Isotonic regression

Last updated October 25, 2024

In statistics and numerical analysis, isotonic regression or monotonic regression is the technique of fitting a free-form line to a sequence of observations such that the fitted line is non-decreasing (or non-increasing) everywhere, and lies as close to the observations as possible.

Applications

Isotonic regression has applications in statistical inference. For example, one might use it to fit an isotonic curve to the means of some set of experimental results when an increase in those means according to some particular ordering is expected. A benefit of isotonic regression is that it is not constrained by any functional form, such as the linearity imposed by linear regression, as long as the function is monotonic increasing.

Another application is nonmetric multidimensional scaling,^[1] where a low-dimensional embedding for data points is sought such that order of distances between points in the embedding matches order of dissimilarity between points. Isotonic regression is used iteratively to fit ideal distances to preserve relative dissimilarity order.

Isotonic regression is also used in probabilistic classification to calibrate the predicted probabilities of supervised machine learning models.^[2]

Isotonic regression for the simply ordered case with univariate $x,y$ has been applied to estimating continuous dose-response relationships in fields such as anesthesiology and toxicology. Narrowly speaking, isotonic regression only provides point estimates at observed values of $x.$ Estimation of the complete dose-response curve without any additional assumptions is usually done via linear interpolation between the point estimates. ^[3]

Software for computing isotone (monotonic) regression has been developed for R,^[4]^[5]^[6] Stata, and Python.^[7]

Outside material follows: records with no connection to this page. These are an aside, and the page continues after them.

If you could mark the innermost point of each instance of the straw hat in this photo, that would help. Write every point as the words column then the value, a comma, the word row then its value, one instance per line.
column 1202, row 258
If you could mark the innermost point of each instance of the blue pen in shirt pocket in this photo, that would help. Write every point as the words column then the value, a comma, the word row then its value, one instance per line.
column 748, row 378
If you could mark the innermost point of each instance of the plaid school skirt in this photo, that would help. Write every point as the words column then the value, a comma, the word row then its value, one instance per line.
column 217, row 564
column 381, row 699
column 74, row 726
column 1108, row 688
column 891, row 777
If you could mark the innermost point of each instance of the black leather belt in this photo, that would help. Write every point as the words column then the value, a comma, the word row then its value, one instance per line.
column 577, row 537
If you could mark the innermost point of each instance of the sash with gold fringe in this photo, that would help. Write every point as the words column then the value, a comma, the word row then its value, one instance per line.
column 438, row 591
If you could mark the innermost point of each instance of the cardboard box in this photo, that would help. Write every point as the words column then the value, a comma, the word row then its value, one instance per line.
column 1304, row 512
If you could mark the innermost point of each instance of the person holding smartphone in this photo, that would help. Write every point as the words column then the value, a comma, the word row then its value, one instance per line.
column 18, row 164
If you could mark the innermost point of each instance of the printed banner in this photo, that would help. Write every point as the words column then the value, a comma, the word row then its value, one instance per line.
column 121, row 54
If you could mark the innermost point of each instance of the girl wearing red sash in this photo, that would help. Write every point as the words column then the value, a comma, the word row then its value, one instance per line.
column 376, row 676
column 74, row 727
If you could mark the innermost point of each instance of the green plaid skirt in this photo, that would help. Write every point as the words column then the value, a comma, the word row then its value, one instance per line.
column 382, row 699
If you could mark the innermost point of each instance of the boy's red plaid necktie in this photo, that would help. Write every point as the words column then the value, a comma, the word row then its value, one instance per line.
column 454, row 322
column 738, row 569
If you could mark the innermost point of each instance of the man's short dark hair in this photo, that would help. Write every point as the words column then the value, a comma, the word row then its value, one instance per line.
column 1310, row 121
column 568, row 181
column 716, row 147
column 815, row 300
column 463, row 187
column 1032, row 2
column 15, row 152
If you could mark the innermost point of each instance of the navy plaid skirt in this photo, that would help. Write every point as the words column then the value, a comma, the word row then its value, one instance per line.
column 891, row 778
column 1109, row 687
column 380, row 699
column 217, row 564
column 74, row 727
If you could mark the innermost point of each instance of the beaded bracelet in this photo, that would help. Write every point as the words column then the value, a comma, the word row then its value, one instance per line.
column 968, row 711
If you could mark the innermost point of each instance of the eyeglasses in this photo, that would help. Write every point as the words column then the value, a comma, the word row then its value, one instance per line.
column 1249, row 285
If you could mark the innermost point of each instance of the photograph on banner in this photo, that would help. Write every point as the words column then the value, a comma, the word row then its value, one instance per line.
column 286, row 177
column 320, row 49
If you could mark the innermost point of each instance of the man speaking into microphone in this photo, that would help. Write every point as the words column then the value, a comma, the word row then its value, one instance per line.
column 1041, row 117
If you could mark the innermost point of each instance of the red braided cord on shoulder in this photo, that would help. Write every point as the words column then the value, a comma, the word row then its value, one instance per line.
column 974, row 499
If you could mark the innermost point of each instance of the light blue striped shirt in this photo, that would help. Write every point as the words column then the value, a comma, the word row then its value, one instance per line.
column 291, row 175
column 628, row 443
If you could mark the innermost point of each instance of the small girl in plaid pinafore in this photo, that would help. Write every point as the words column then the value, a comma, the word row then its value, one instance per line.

Problem statement and algorithms

Let $(x_{1},y_{1}),\ldots ,(x_{n},y_{n})$ be a given set of observations, where the $y_{i}\in \mathbb {R}$ and the $x_{i}$ fall in some partially ordered set. For generality, each observation $(x_{i},y_{i})$ may be given a weight $w_{i}\geq 0$ , although commonly $w_{i}=1$ for all $i$ .

Isotonic regression seeks a weighted least-squares fit ${\hat {y}}_{i}\approx y_{i}$ for all $i$ , subject to the constraint that ${\hat {y}}_{i}\leq {\hat {y}}_{j}$ whenever $x_{i}\leq x_{j}$ . This gives the following quadratic program (QP) in the variables ${\hat {y}}_{1},\ldots ,{\hat {y}}_{n}$ :

\min \sum _{i=1}^{n}w_{i}({\hat {y}}_{i}-y_{i})^{2}

subject to

{\hat {y}}_{i}\leq {\hat {y}}_{j}{\text{ for all }}(i,j)\in E

where $E=\{(i,j):x_{i}\leq x_{j}\}$ specifies the partial ordering of the observed inputs $x_{i}$ (and may be regarded as the set of edges of some directed acyclic graph (dag) with vertices $1,2,\ldots n$ ). Problems of this form may be solved by generic quadratic programming techniques.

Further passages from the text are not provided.